I've lately been pondering the career of John Hughes. (And yes, I'm aware of how sad that is.)

My recollections were occasioned by a Weekly review of a new DVD version of "Ferris Bueller" that's coming out.

I don't know that there's ever been a bigger seven or eight year streak in the history of movies. From 1983 to 1990, he either wrote or directed (and in some cases both) the following films:
Mr. Mom (1983)
Vacation (1983)
Sixteen Candles (1984)
The Breakfast Club (1985)
Weird Science (1985)
Pretty in Pink (1986)
Ferris Bueller's Day Off (1986)
Planes, Trains, and Automobiles (1987)
She's Having a Baby (1988)
Uncle Buck (1989)
Christmas Vacation (1989)
Home Alone (1990)
I haven't even included some others during that period that stunk, like "European Vacation" and "The Great Outdoors."

Isolate only at the ones he directed.
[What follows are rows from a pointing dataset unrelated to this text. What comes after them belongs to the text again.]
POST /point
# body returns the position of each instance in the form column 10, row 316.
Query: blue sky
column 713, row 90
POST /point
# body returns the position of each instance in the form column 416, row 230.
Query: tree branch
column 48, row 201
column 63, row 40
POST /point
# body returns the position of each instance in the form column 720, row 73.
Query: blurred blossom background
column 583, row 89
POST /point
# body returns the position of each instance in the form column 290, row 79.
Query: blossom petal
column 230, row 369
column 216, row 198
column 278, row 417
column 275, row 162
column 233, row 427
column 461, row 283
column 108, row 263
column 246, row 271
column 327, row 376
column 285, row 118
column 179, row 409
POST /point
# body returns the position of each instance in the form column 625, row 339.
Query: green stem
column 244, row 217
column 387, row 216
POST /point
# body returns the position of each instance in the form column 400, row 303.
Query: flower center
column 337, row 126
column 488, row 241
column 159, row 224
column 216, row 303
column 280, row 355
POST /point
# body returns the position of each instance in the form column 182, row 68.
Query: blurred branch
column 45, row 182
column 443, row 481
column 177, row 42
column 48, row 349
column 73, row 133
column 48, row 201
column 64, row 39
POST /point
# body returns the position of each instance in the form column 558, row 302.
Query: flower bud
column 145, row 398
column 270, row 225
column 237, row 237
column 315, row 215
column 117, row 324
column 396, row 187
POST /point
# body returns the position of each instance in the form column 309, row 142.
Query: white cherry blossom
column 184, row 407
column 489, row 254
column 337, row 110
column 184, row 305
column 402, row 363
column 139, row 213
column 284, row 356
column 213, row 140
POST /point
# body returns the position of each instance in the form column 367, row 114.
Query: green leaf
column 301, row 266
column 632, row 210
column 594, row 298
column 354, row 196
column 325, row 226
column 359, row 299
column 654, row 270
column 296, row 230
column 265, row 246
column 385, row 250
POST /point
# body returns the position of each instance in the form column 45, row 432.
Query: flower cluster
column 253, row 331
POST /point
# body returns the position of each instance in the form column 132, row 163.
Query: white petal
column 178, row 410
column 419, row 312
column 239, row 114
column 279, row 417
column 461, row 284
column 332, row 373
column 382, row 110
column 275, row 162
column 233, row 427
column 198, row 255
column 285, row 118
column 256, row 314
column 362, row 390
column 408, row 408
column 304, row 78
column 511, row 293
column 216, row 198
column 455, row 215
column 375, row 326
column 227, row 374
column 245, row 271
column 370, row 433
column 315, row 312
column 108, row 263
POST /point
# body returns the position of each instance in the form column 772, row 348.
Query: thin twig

In one six year period as a writer/director, he cranked out:
Sixteen Candles
The Breakfast Club
Weird Science
Ferris Bueller's Day Off
Planes, Trains, and Automobiles
She's Having a Baby
Uncle Buck
I think that's virtually unprecedented. These films might not be to everyone's taste (and with the exception of “Ferris” and “Uncle Buck,” none of them pushed the $80 million box office mark), but for people of my generation, these are seminal pictures. There's not a clunker in the bunch (though I know some might quibble with one here or there). There's not one on there I don't stop to watch when I pass by it flipping through channels.

Who has ever put a list together like that in that amount of time? Granted, he wasn't doing gritty, edgy stuff like Scorsese or something, but this guy was the Frank Capra of his time. "Home Alone" is the highest-grossing live-action comedy of all time, for goodness sakes.

And yet the guy hasn't directed a movie since "Curly Sue" in 1991--15 years ago. It's Jim Brown. It's Barry Sanders. It's Jordan, if he had stayed retired the first time. How do you put together that career in six years and then disappear? Where is he? At IMDB (which is where I got all this info), he appears to only be cranking out lousy, straight-to-video sequels of "Home Alone" and "Beethoven" as a writer anymore. Under a pseudonym, no less.